(Vom) Dopo l'assaggio concessoci mesi fa, i Diluvio pubblicano “Senzaombrello”, tredici schegge che, correndo forsennatamente, tengono fede alla prima impressione positiva. Sberle a destra e a manca; sotto i loro colpi cade la società dei consumi così come la tanto sbandierata scena: “mille stronzate in rete e non hai ancora detto niente”.
Davanti a dischi del genere è doveroso parlare di due differenti piani di lettura.
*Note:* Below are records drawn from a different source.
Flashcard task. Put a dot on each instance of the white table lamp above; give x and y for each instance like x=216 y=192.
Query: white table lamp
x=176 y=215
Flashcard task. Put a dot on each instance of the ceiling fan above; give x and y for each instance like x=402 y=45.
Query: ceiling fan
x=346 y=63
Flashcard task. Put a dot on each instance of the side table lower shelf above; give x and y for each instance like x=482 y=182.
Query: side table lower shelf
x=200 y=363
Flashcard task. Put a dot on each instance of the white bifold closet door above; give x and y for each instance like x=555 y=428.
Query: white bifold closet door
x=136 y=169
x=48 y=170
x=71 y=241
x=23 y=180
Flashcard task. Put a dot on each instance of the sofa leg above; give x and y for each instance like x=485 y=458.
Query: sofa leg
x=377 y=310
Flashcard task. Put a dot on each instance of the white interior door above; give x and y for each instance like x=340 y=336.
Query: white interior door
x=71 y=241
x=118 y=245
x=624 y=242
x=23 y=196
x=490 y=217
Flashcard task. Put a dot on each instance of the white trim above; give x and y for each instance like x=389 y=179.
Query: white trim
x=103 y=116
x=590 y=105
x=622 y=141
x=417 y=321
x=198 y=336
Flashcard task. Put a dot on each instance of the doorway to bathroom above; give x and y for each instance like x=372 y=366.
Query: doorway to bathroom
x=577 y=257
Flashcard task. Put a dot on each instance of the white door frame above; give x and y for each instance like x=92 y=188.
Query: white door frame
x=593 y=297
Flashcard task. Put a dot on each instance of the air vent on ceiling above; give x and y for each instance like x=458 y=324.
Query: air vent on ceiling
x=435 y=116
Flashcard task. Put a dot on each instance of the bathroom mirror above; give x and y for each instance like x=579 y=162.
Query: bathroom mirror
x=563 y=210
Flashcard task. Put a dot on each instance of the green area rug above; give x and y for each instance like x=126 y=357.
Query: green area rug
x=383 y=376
Da una parte quello che necessariamente entra in collisione con le orecchie ed i muscoli dell’ascoltatore, la musica e l’impatto che ne consegue, la potenza dell’insieme o l’abilità compositiva, la sintonia d’intenti che traspare dai testi. Dall’altra l’humus dal quale questa orchestrazione sonora fiorisce, l’intenzionale presa di posizione etica e politica in senso lato. I modi, il vocabolario, i costrutti scelti in funzione di un’idea, costruttiva o distruttiva essa sia. Questo è da sempre il plus valore che fa sì che anche opere non strettamente memorabili assumano, grazie al loro complesso sistema di significati, un peso che è d’obbligo caricarsi sulle spalle. Tocca a noi dare supporto, prenderci carico di un messaggio ai più scomodo, che nella fattispecie utilizza l’hardcore cupo e rancoroso come veicolo. Da questo punto di vista l’album dei Diluvio ha un peso specifico a cui molte formazioni hc/punk nostrane dovrebbero tendere, lontano dagli slogan di certa destra, certa sinistra, certo centro, certo anarchismo, certo qualunquismo. La bandiera issata è quella del riscatto attraverso l’insofferenza e l’odio, parola che perfettamente pone il sigillo in chiusura.
Se cercate semplice musica che vi rimanga impressa sconvolgendovi la vita, questo scroscio di tupatupa non fa per voi. Se invece desiderate un monolite che assorba la luce senza rifletterla e che faccia da colonna sonora al vostro malcontento, allora non attendete oltre e scucite gli euro.
In fondo, come i Colle Der Fomento, i Diluvio “flippano solo hardcore”.